Ich wollte ja helfen. Aber ich konnte es irgendwann nicht mehr. Die Krebstherapie selbst kostete mich alles, was ich hatte. Gleichzeitig wollte ich für meine Kinder da sein, so gut ich eben konnte. Zusätzlich war es emotional jedes Mal belastend, wenn ich anfing, die Geschichte für eine neue Followerin von vorne zu erzählen. 

Manch einer versuchte aus meiner Präsenz einen Anspruch zu formulieren. Wenn ich nicht gefragt werden wollte, sollte ich meinen Weg nicht so breittreten. Doch mein Problem waren nicht die Fragen: Es war vielmehr die Unfähigkeit, andere emotional zu stützen, während ich selbst zusehends strauchelte. Wer online Reichweite erzeugt, wer persönliche Kontakte zulässt, gerät auch immer in ein gewisses Maß an Verantwortung. Nicht nur die anderen erwarten, dass man sie an die Hand nimmt. Ich habe es von mir selbst erwartet. 

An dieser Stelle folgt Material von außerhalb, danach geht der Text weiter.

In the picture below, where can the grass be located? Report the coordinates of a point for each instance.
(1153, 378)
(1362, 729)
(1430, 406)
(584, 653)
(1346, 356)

Irgendwann gestand ich mir ein, dass ich das nicht länger konnte. Ich antwortete unverbindlich, wünschte alles erdenklich Gute, verwies im Zweifel auf bereits erstellte Postings. Aber ich ließ Kontakte nicht mehr zu. Verwies im Zweifel auf Psychoonkologen oder Seelsorger aus der Gegend, weil ich wusste: Ich kann sie nicht tragen. Die Verantwortung für meine eigene Gesundheit war mir an manchen Tagen schon zu viel. 

Die Anklage der Geltungssucht

Es gab allerdings neben der Unterstützung und den Hilfesuchenden auch eine dritte Fraktion, eine, die uns im Internet immer häufiger begegnet: die Anklagenden. Sie kamen und sie unterstellten mir, meine Erkrankung aus reiner Geltungssucht so zu präsentieren.

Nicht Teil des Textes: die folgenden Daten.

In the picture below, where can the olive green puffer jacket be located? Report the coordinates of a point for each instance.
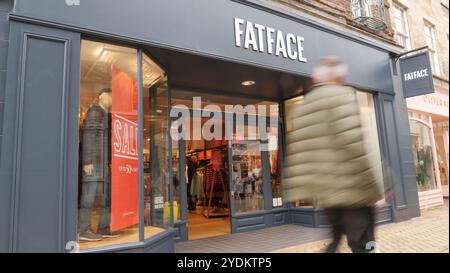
(328, 157)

Nicht nur von Fremden hörte ich, dass ich mich als Opfer inszenieren würde. Dass ich ja doch nicht so krank sein könne, wenn ich noch die Kraft finde, mein Leiden online zu teilen. Es waren bitterböse Vorwürfe, die mich für einige Zeit an all dem zweifeln ließen, das mir wichtig war.

Heute weiß ich: Dieser Vorwurf dreht sich weniger um mich als um die Anklagenden selbst. Mit einer Geschichte wie meiner geht selbstverständlich auch eine gewisse Aufmerksamkeit einher. Diejenigen, die mich anklagten, vermissten die Aufmerksamkeit selbst und gönnten sie mir nicht. Ihnen fehlte das Verständnis für die Komplexität von chronischen Erkrankungen und in ihrem Frust fanden sie in mir leichte Beute. Heute kann ich sagen: Ich stehe darüber.

Die Zeit heilt nicht alle Wunden – aber einige

In dieser Woche habe ich meinen ersten zweiten Geburtstag gefeiert. Ein Jahr tumorfrei. Je mehr Abstand ich zu all dem gewinne, desto leichter fällt es mir, all das Erlebte zuzulassen. Bekomme ich heute eine Nachricht von jemandem, die am Beginn der Reise steht, mit der Diagnose konfrontiert und völlig verunsichert, kann ich aufmunternde Worte finden. Nachrichten, in denen es ganz offenkundig um eine Krebserkrankung geht, kann ich leichter wieder zulassen als damals, während ich mittendrin steckte. Ich habe nicht mehr allzu sehr das Bedürfnis, mich dabei zu verstecken. Doch ich habe auch gelernt: Es ist mein Weg, meine Krankheit, mein Erleben. Ich darf es teilen und dennoch zuerst nach mir selbst schauen.

MutmacherMein Rat an alle Betroffenen: Nutzt die Kommunikationswege, die euch gut tun. Wenn eine Dokumentation in den sozialen Netzwerken euer Weg ist, damit umzugehen, ist das fein und völlig legitim. Wollt ihr online am liebsten völlig verschwinden, solange der Krebs euch heimsucht, ist das genauso in Ordnung. Niemand kann und darf euch zwingen, euch sichtbar oder unsichtbar zu machen. Entscheidet ihr euch für einen offenen, transparenten Weg, seid ihr vor allem euch selbst verpflichtet. Ihr müsst euch nicht rechtfertigen. Ihr müsst anderen nicht beistehen, nur weil sie das gleiche erleben und ihr so offen darüber sprecht. Ihr dürft euch abgrenzen.